Yep, it's that time of year again: Time to start getting your tax returns in order. A total thrill ride for most of you, I'm sure. There is one silver lining though: The possibility of a tax refund! So here's my question: If you're getting a refund this year, what are you going to do with the money?

#MaxYourTax Return: Staying ahead of the curve for next year #CollectiveBias

Today I'll be sharing what I usually do with my refund, as well as a few tips for keeping your finances organized for next year. It may seem a bit silly to plan that far ahead, but trust me, starting now will make your life easier when it comes time to file all that paperwork!

So, the refund. In past years I usually put my refund towards one of three things: Paying off debt, purchasing necessary something for my home (like new furniture), or investing in a new computer. I started working when I was 18 years old and have either been a student or employed in a position that required heavy computer usage for most of the time since then, so new technology was always a logical investment.

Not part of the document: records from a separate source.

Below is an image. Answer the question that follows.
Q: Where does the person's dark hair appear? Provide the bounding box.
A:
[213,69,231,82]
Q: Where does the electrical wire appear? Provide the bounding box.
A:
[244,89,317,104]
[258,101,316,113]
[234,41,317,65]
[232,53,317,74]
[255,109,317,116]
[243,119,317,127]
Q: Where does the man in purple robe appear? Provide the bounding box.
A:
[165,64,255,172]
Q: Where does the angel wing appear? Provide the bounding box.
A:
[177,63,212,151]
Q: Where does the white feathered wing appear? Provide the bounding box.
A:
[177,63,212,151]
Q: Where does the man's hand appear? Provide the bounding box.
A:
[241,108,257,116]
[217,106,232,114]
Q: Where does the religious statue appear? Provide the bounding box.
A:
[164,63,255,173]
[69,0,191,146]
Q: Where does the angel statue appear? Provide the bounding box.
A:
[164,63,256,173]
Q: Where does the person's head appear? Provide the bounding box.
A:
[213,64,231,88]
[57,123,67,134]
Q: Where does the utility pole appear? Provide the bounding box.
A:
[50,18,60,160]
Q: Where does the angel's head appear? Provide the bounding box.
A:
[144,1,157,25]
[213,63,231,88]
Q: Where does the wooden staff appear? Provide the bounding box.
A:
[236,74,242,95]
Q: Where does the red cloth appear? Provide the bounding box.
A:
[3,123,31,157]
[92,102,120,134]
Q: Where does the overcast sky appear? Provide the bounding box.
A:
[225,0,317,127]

It's a bit impractical to lug around a heavy laptop nowadays though, so I've been upgrading my mobile devices instead. I was one of those people who put off buying a smartphone forever, which is ridiculous because I can't imagine life without them now. They keep me organized and work as an ultra-portable TV set... what's not to like?

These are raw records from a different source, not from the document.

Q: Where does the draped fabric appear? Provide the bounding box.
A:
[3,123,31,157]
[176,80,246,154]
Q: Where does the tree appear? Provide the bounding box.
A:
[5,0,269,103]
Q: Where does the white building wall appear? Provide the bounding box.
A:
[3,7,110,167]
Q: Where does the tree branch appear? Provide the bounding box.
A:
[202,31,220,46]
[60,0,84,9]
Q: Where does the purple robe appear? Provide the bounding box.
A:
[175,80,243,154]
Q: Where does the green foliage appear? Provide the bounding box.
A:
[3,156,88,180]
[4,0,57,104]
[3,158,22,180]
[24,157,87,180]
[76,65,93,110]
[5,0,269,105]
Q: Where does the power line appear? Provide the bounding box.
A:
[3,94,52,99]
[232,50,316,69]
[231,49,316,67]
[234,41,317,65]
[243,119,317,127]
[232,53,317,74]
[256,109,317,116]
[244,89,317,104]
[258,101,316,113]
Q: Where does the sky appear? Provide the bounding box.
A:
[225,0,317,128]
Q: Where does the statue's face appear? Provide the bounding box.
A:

I recently upgraded my main phone to the Samsung Galaxy Avant, which is currently on Rollback at Walmart for $149. I'm also using Walmart Family Mobile's no-contract Unlimited Talk Text and Data/Web plan, which costs a mere $29.88 per month for the first line and includes 500MB of 4G LTE data. I don't know about you, but I think that's a seriously good deal! It's nice to be able to access my documents and e-mail on the go without having to worry about racking up crazy data charges.

Walmart Family Mobile Samsung Galaxy Avant

If you want to check out their service for yourself, head on over to your local Walmart and look for a display with lots of blue boxes. If you're new to Walmart Family Mobile service (or want to use it with your own unlocked phone), you'll need to purchase a sim starter kit for $25.

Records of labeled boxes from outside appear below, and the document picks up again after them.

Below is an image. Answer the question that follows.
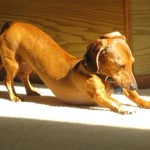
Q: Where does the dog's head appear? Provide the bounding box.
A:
[84,32,137,90]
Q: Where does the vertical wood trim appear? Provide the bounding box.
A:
[123,0,133,49]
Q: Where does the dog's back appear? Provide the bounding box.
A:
[0,22,77,79]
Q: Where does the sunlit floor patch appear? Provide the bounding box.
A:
[0,81,150,129]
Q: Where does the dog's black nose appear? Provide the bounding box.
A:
[130,84,138,91]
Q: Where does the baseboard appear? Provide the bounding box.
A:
[135,74,150,89]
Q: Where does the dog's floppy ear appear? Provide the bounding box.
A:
[84,39,107,73]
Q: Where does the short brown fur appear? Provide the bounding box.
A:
[0,22,150,114]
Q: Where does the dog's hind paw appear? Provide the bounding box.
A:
[118,105,136,115]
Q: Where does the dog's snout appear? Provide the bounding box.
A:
[130,84,138,91]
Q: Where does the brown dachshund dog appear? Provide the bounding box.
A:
[0,22,150,114]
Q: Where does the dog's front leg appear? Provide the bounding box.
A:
[123,89,150,108]
[87,76,134,114]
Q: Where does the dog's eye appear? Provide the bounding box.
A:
[119,64,126,68]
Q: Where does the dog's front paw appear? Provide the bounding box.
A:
[137,100,150,109]
[118,105,136,115]
[10,95,22,102]
[27,90,41,96]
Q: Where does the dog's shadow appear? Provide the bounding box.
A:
[0,91,135,111]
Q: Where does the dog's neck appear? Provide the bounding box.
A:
[81,59,115,83]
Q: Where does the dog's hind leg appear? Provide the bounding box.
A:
[2,47,21,102]
[17,64,40,96]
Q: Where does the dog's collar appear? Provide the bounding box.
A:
[81,59,115,83]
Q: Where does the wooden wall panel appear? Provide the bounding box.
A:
[131,0,150,75]
[0,0,126,57]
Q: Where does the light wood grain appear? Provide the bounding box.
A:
[131,0,150,75]
[0,0,125,57]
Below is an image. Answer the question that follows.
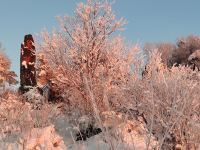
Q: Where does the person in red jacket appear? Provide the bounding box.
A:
[20,34,37,93]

Walmart Family Mobile display sim starter kit

One cool thing about Walmart's basic sim card kit—it comes with a standard-sized sim by default, but the center pops out into a perfectly-sized micro sim if that's what you need. I found this very handy as I tend to swap sim cards between my phones depending on what I'm doing, and they have differently sized sim card slots. It's the little things, people.

Walmart Family Mobile Sim Starter Kit standard micro sim card

Anyway, one of the main reasons I wanted to upgrade my phone was so I could use it to do some on-the-go bookkeeping. I'm one of those people who will forget absolutely EVERYTHING if I don't make to-do lists or take care of it immediately, so being able to quickly log expenses when I'm out and about saves me a lot of headaches when it comes time to reconcile my records.

And so, without further ado, I present to you my tips for using your phone to keep records and reduce your tax filing stress next year.


TIP #1: Take pictures of your receipts.



Have expenses or make a purchase that's potentially tax-deductible? Take a picture of the receipt as soon as you get it! You should keep the hard copy as well, but having a snapshot of your receipts will come in handy if you lose one or want to have a digital backup. As a self-employed person I have quite a few of these, so if I'm in a rush I'll quickly snap a photo, upload the picture to a folder on Dropbox, and then sort them into subfolders by month when I have a bit of time to sit down at my computer.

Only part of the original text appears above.